Spiegelman remains a tireless advocate for the form I once breathlessly raved about. The cartoonist has often been at his most compelling when talking about some of the finest practitioners of his chosen craft, including Charles M. Schulz and Plastic Man creator Jack Cole. I once saw him deliver a guest lecture at the University of Wisconsin in which he spent a remarkable amount of time analyzing a totally bonkers Batman page drawn by Neal Adams. Spiegelman soaks up the history of the form and ponders over it with the pervasive anxiety of a restless intellectual. It is the gratifying cognitive effort of a person who never stops thinking about what he can do as a creator, specifically how he can push the established limits of co-mix to the point at which they splinter, opening up entirely new possibilities. Spiegelman first rose to greater prominence co-editing (with his wife and future New Yorker art editor Françoise Mouly) the anthology publication Raw, which certainly brought him into contact with some of the most daring material being crafted at the time. It was also in those pages that Spiegelman started his signature work, maybe the one co-mix creation that can be called a masterpiece with no hesitation whatsoever.
Maus, subtitled A Survivor’s Tale, was based on Spiegelman’s interviews with his father, Vladek, about his experiences as a Jew in Nazi Germany, including internment at a concentration camp. The book is simultaneously about Vladek’s story and the combative relationship between father and son, which the attempt at capturing history soothes and exacerbates in turn. The book has layers upon layers, including eventual metafictional touches as Spiegelman frets about the success of a project built on staggering human tragedy, all of which are somehow given added resonance by the writer-artist’s decision to recast the humans as animals, the Jews depicted as mice, the Nazis as cats and so on.

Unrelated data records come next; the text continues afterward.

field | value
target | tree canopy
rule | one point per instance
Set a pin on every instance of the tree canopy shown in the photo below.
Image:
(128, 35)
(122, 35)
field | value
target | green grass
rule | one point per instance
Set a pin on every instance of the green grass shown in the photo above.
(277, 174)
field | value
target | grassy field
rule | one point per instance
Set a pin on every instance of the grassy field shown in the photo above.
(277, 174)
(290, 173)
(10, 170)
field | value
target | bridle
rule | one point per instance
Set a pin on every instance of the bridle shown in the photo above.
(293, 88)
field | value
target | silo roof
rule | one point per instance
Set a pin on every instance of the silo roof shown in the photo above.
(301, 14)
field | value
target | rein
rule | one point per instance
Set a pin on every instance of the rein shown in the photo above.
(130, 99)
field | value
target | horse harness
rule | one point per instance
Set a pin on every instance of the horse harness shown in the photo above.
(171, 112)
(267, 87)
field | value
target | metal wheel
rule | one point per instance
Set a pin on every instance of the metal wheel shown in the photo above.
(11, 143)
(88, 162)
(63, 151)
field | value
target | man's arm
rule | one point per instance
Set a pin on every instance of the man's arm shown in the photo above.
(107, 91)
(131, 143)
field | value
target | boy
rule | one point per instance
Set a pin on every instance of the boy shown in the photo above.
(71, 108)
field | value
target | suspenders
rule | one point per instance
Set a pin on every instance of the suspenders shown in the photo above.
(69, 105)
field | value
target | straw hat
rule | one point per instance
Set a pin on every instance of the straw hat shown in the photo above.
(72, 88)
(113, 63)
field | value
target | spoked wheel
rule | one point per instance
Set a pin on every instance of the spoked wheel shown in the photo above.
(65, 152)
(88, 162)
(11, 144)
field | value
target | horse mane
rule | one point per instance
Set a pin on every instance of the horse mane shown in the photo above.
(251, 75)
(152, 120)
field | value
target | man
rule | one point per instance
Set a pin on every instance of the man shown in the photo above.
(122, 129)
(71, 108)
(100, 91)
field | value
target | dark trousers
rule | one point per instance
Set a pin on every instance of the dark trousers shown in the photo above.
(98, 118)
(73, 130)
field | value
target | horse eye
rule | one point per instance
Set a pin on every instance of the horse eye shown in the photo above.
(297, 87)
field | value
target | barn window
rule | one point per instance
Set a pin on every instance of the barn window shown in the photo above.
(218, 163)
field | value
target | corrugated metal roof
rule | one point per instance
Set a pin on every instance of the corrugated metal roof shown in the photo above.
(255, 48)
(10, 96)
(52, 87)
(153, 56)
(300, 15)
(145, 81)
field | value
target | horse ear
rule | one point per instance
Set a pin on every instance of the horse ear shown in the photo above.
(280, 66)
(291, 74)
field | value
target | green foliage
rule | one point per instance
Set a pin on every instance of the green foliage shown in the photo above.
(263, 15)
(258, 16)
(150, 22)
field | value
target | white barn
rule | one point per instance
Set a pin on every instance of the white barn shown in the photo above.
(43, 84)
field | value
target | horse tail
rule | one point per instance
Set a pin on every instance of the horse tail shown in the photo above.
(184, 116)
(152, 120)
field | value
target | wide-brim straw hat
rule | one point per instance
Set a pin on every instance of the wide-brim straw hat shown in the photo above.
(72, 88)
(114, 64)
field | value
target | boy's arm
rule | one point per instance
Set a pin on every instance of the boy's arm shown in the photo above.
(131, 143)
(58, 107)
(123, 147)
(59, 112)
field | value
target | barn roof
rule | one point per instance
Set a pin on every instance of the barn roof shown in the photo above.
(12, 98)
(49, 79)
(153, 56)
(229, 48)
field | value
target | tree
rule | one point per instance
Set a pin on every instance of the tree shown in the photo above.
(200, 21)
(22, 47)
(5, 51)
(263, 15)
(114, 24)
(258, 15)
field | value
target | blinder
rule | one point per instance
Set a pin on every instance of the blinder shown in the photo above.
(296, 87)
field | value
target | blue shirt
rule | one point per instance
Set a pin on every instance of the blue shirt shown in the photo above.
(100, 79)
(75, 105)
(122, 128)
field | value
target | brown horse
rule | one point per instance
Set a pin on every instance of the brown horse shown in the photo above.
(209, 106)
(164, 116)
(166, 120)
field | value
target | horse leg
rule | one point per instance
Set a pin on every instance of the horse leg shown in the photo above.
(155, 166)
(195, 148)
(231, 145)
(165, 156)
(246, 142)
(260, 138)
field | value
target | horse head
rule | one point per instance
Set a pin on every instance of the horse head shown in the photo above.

At first blush, it seems like some sort of a sick joke — and it undoubtedly took some a little longer to come around to the potency of Spiegelman’s vision simply because of the strangeness of images that at first glance could look like they belong on the Sunday funnies page — but the artistic choice had the effect of snapping an oft-told story out of the haze of familiarity. There was a plainspokenness to the storytelling that was at odds with the anthropomorphized animals, a dichotomy that enlivened Maus. It was something like Animal Farm without the guardedness of allegory.
Upon its completion, with the 1992 publication of the second volume (subtitled And Here My Troubles Began), the acclaim for Maus reached the stratosphere, including the awarding of a Pulitzer Prize, the first time the honor was bestowed on a graphic novel. In fact, it remains the only such work celebrated by the Pulitzer committee, despite recent worthy contenders such as David Mazzucchelli’s Asterios Polyp, Chris Ware’s Building Stories, and Roz Chast’s Can’t We Talk About Something More Pleasant? I really thought any of those could have joined with Maus in the official literary achievement record books, although I can completely understand the reluctance of the Pulitzer folks to put another book on that particular shelf. Maus stands alone as a towering achievement, at a level few other books of any sort reach, much less fellow efforts in co-mix. As I noted, I tediously argued for the literary worthiness of graphic storytelling when I was younger. When I held up Maus as an example, it was the one time I was assuredly correct in my claim.